Slow Cooker Mexican Chicken

Course: Main Course, Salad
Cuisine: American, Mexican, Slow Cooker
Prep Time: 10 minutes
Cook Time: 6 hours
Servings: 6 servings
Calories: 195 kcal

Feel free to adjust the spices as you prefer. Make it more or less spicy. Add oregano or change the cumin amount, etc.. You can also just replace the spices for 1 bag of taco seasoning if you prefer.
Chicken thigh or leg meat will be juicer than breast meat, but if you prefer, the breast meat still comes out quite nice.

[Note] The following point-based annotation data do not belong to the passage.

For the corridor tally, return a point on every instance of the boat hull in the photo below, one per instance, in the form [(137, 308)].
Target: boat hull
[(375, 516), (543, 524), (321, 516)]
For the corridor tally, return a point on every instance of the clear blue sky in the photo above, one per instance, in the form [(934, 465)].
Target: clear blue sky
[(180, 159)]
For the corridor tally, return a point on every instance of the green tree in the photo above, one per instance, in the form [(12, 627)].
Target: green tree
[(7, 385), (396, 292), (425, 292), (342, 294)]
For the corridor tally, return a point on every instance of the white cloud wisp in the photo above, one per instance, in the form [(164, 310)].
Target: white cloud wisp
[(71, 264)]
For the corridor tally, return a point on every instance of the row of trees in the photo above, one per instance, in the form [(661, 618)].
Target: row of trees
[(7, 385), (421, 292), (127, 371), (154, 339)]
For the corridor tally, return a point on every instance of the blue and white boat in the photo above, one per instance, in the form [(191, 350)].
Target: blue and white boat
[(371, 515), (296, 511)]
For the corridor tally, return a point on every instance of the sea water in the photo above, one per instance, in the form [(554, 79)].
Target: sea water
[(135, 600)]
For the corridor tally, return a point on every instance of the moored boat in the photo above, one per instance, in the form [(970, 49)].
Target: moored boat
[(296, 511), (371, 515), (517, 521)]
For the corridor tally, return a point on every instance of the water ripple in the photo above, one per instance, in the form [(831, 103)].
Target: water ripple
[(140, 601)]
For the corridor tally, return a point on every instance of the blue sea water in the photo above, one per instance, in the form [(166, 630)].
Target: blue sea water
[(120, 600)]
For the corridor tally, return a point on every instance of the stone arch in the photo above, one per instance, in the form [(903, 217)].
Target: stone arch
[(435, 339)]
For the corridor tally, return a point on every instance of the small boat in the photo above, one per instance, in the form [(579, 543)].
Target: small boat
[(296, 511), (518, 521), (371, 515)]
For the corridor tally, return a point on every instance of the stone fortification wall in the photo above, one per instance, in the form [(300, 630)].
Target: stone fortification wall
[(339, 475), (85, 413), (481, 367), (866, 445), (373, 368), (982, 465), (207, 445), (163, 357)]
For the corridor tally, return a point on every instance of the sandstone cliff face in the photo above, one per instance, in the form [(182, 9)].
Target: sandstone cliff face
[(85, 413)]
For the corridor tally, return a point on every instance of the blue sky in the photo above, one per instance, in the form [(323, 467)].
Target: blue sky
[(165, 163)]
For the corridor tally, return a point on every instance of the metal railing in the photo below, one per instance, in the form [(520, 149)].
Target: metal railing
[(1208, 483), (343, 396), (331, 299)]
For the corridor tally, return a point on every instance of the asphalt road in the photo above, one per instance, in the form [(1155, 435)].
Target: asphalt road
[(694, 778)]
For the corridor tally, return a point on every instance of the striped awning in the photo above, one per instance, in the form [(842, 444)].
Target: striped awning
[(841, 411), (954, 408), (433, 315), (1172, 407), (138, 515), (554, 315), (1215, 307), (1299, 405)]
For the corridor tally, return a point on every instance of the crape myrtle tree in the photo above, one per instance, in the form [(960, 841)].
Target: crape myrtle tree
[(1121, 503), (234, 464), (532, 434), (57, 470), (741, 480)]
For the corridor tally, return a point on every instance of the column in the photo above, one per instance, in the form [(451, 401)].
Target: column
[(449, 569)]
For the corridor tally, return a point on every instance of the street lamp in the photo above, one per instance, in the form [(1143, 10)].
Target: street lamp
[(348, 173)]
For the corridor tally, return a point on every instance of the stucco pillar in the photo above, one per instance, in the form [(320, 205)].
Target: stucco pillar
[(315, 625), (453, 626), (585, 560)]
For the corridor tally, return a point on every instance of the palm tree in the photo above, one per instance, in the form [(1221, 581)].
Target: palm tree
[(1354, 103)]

We'll usually prefer boneless, skinless chicken, but feel free to use whatever is available to you.



  • 2 pounds chicken , preferrably boneless, skinless (*see head note)
  • 1 cup tomato sauce or salsa
  • 2 Tablespoons Worcestershire sauce or soy sauce
  • 1 Tablespoon chili powder
  • 1 teaspoon ground cumin
  • 1 teaspoon onion powder
  • 1 teaspoon garlic powder
  • 1/2 teaspoon salt , or more to taste
  • Fresh cracked black pepper , to taste
  • 1/2 teaspoon chipotle powder , or to taste (optional, for spicy flavor)


  1. Add all the ingredients into the slow cooker (chicken, tomato sauce or salsa, Worcestershire sauce, chili powder, cumin, onion powder, garlic powder, salt & pepper, and optional chipotle powder). Stir everything well to completely coat the chicken with the spices & sauce.

  2. Slow cook 6-8 hours on low or 4-5 hours on high.
  3. Take the chicken pieces out of the slow cooker, cut into 1-2 inch pieces, then place back in the slow cooker. Shed with a couple forks to break up the chicken.
  4. Taste the chicken and add more salt if needed.
  5. Serve in tacos, on salads, in quesadillas, etc.